I must admit I thought he was making terms up. Stress reaction? Like, to bad news or a sudden chapter test on Friday? Possibly a sudden acne eruption? No. It’s when you have a reaction due to an overuse injury or something.  It doesn’t show on an X-ray, but the pain is real.

The tech unpacked it from the plastic. She put it on my foot. She showed me the weird knobs on the side that pump up and make it tighter. Okay. Like Air Jordans, Stormtrooper style.

They seem to only come in gray. No red or pink or purple. I stepped into the boot. It came halfway up my ankle, cradling it in fleecy softness on the inside. My toes poked out the end. Good thing rainy season is over. I suppose I could cover the end with a plastic bag. That wouldn’t be too ghetto, right?

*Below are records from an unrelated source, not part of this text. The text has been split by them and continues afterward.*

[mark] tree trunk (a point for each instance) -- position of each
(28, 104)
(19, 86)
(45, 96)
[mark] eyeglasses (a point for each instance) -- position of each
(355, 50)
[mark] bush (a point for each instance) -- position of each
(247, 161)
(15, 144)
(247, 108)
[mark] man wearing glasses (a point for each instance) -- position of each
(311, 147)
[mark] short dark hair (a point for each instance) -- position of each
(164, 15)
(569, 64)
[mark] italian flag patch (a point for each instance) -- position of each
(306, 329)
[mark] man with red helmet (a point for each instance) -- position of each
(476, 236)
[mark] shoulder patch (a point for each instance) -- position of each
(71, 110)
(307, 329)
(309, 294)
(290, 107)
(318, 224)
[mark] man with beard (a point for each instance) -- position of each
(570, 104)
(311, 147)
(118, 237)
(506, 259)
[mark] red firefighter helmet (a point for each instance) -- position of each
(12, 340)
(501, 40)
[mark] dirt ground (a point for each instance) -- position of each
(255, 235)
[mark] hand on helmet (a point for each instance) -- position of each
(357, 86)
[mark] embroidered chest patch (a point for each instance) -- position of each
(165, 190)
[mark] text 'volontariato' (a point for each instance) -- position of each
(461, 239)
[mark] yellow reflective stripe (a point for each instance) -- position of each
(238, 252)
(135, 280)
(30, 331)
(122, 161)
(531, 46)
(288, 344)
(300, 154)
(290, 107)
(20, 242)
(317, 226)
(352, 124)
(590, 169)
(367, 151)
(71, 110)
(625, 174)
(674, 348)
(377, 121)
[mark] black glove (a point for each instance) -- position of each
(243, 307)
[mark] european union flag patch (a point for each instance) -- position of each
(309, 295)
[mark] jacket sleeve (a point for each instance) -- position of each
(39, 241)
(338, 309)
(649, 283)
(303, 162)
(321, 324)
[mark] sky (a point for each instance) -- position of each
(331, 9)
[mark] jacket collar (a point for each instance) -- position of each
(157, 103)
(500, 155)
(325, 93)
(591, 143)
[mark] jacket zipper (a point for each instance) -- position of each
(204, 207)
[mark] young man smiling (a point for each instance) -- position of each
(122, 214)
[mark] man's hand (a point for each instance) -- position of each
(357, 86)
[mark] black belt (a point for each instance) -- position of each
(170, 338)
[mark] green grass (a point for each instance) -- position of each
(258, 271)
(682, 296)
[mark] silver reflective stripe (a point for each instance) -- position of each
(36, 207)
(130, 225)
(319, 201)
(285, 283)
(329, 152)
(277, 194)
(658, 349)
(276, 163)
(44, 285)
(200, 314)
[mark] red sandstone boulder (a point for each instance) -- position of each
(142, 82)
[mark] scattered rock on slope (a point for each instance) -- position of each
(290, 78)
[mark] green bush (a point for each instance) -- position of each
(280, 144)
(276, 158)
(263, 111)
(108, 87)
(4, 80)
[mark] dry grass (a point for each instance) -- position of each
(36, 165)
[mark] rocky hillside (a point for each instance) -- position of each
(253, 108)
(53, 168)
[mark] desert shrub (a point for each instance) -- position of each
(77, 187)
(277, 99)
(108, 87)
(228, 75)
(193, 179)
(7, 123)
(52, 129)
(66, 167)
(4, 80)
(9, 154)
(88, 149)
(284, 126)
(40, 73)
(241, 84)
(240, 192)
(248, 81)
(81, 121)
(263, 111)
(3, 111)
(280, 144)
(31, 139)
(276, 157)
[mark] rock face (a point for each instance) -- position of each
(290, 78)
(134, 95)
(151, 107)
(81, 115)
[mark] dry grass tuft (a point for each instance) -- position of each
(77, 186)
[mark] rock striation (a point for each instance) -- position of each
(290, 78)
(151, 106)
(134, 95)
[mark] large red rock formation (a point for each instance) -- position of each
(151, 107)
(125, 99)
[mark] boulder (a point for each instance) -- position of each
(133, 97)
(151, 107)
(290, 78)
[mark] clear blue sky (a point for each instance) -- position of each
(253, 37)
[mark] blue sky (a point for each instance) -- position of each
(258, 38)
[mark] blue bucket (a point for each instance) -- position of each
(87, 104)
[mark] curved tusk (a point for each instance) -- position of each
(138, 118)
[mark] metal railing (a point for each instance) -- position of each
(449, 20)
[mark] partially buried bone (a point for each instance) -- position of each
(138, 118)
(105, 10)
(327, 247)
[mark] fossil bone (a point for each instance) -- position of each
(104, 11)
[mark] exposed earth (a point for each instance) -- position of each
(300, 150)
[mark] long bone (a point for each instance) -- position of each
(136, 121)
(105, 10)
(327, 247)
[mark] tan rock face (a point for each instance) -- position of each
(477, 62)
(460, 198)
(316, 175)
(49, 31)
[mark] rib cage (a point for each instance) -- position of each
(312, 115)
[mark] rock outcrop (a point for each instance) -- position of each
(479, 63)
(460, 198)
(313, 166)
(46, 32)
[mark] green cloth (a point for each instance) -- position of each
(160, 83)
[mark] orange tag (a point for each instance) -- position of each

“You can’t drive in it,” she told me.

“How will I get home?” I asked. Then…duh. Of course I wore two shoes there. I took off the boot and put on the regular shoe. I am Mr. Rogers’ evil twin. Or perhaps half-twin.

I got back to work, none too pleased at a longer time to wait before I can run again, or even really walk. Keep in mind I received no instruction on what to do except wear it. Or not, in the case of driving.

I gimped my way to the office from the spleen lot. It’s where all the cool kids park. As soon as I got inside, the questions and comments started.

“What happened to you?”

“Oh, that’s a baby boot!”

Ugh. Baby boot?!

I felt so discouraged. My foot is encased in a gray plastic cage. I can’t take walks anymore. At least, I shouldn’t. Everything feels a wee bit more difficult. My foot still hurts. So. I have this boot to wear for 2 weeks. We all hope it helps. Some of us are even praying.

Meanwhile, I’m remembering to be grateful I can still walk at all. I’m learning to extend grace to myself. That, dear friends, is a tall order. Also, I pretend I’m a pirate with a wooden leg, sans parrot. I tell people I hurt it while ballroom dancing. I show people exactly how sexy it is.

They’re all totally jealous. They just hide it well.